Pogoń za Litwą. Sześćset lat po Grunwaldzie

Opublikowany Autor blogksiazki

Plan był następujący: rozmawiamy z tymi, którzy na Litwie sześćset lat po Grunwaldzie najwięcej znaczą, z tymi, którzy są po prostu najbardziej wyraziści i z tymi, czasem anonimowymi, którzy rozsławiają ten niewielki kraj. Niektóre spotkania wydawały się oczywiste – z panią prezydent, z premierem.

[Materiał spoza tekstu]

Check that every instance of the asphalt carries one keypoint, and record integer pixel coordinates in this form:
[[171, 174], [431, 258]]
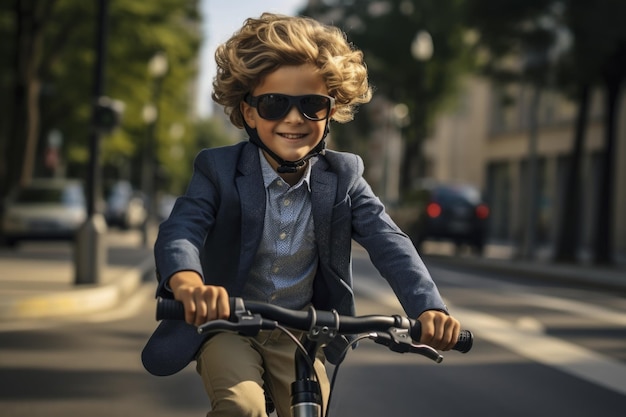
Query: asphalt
[[37, 281]]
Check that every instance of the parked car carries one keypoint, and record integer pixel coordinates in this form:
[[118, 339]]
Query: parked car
[[451, 212], [125, 206], [44, 209]]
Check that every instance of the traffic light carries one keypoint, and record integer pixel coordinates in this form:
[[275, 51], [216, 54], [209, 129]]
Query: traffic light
[[107, 114]]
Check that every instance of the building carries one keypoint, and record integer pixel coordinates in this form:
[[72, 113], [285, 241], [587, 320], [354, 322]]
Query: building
[[489, 143]]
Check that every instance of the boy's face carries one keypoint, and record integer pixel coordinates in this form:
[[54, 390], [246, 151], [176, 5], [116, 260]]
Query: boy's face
[[292, 136]]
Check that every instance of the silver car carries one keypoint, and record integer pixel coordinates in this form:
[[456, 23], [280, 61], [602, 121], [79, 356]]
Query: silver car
[[44, 209]]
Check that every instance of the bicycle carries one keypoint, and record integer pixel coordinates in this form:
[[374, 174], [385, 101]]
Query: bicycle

Inne zależały już tylko od naszej inwencji – prosiliśmy o rozmowę wybranych artystów, historyków, naukowców, polityków, dziennikarzy… Święte zaś były ramy czasowe – robimy wszystko w miesiąc.
Jeśli uda się nam zjeździć w tym czasie Litwę, spotkać najważniejsze osoby w państwie, największych speców od tamtejszych zagadek, twórców najlepszych laserów, producentów legendarnego chleba, głównego kipera narodowego trunku, znawców skilandisa, czyli prawdziwego kindziuka, najlepszych koszykarzy, katolickiego arcybiskupa o silnym uścisku, pogańskiego arcykapłana, najsłynniejszego polakożercę… to opowiemy po prostu o tym. Albo oni sami o sobie opowiedzą.